For 20 years, as chronicled by Elvera H. Dressler in last month’s Keep Posted, hospital pharmacy was organized in the Chicagoland area. To further the organization of hospital pharmacy within the state two recent graduates and friends from the St. Louis College of Pharmacy began planning for the southern part of the state. These two persons, Donald L. Brauer and Sister Mary Matthew Degenhart, called a planning session for April 1961. A small but dedicated group continued to meet and to write a Constitution and Bylaws, which were approved in December 1962.

Now with two ASHP affiliated chapters within the state there was a need for some coordination between the two groups and with other health-related organizations. A preliminary meeting was held between officers of the Southern Illinois Society of Hospital Pharmacists (SISHP) and the Illinois Society of Hospital Pharmacists (ISHP) in mid-May 1963. At that meeting no consensus was reached to move forward in forming a statewide hospital pharmacy organization.

In a letter dated September 19, 1963, Mr. F. Regis Kenna, President of the Illinois Society of Hospital Pharmacists, suggested to Mr. Donald L. Brauer, President of the Southern Illinois Society of Hospital Pharmacists, that the two groups meet somewhere in the center of the state on Thursday, October 10, 1963, to further discuss the issue of a statewide organization. The Lincoln State School, Lincoln, IL, was chosen as the site – it was as central by miles as possible. Representatives at that meeting were:
Mr. F. Regis Kenna
Mr. Ronald P. Betz
Mr. Herbert S. Carlin
Mr. Bernard T. Christopher
Mr. C. Charles Lev
Mrs. Kate M. Whitfield
Mr. Donald L. Brauer
Mr. O.L. Baker
Sister Mary Gracia
Sister Mary Philip
Sister Mary Matthew
Sister Mary Valeria for
Mr. Larry Barnett

Mr. Brauer and Mr. Kenna served as cochairmen with Sister Mary Matthew as secretary. As stated in the minutes for that meeting, “All unanimously agreed to form a statewide society for the purpose of coordinating the activities of the individual chapters within the state.” Some of the functions of this society would be:
  1. To elect a delegate to the ASHP House of Delegates
  2. To sponsor a joint meeting of the society and the IPhA
  3. To have legislative functions
  4. To form liaison with the Illinois Hospital Association and all other related statewide organizations
  5. To exercise financial control
  6. To delegate authority from the society to the chapters
  7. To publish a monthly newsletter.
A motion was made and carried to adopt the objectives of the ASHP plus the goal of unification. A draft of a constitution and bylaws, prepared by Mr. Kenna, was discussed by the group who decided to mail the same to members of the individual chapters. If the proposed constitution and bylaws were approved by membership, then the executive committees of each chapter would give final approval by mail.

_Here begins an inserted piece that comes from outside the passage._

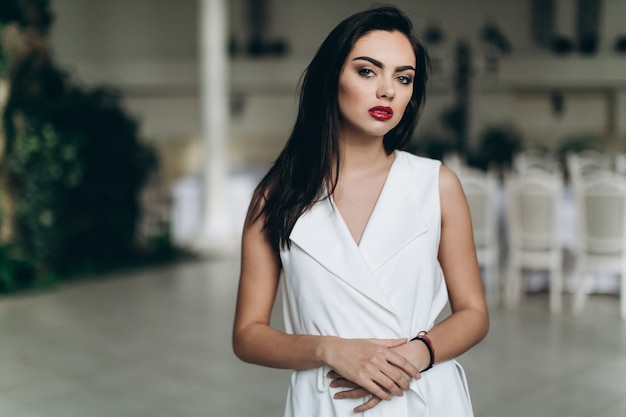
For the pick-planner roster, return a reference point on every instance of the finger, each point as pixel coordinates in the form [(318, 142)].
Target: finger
[(403, 364), (353, 393), (377, 390), (399, 377), (342, 383), (389, 385), (333, 375), (373, 402), (389, 342)]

The next meeting April 23, 1964, was held at St. John’s Hospital, Springfield, IL. This was more convenient for the delegates from ISHP as they could ride the train to Springfield and walk a few short blocks to the hotel. The southern contingency carpooled. Both groups strategized for the meeting en route! Most of the April meeting dealt with revising the proposed constitution and bylaws. Much discussion centered around the name for the organization, since the Illinois Society of Hospital Pharmacists was not acceptable to all persons from SISHP. “Members” was replaced with “delegates” and the determination was that there should be at least 10 delegates to the ISHP but not more than 20 and each chapter should have an equal number but no more than five each.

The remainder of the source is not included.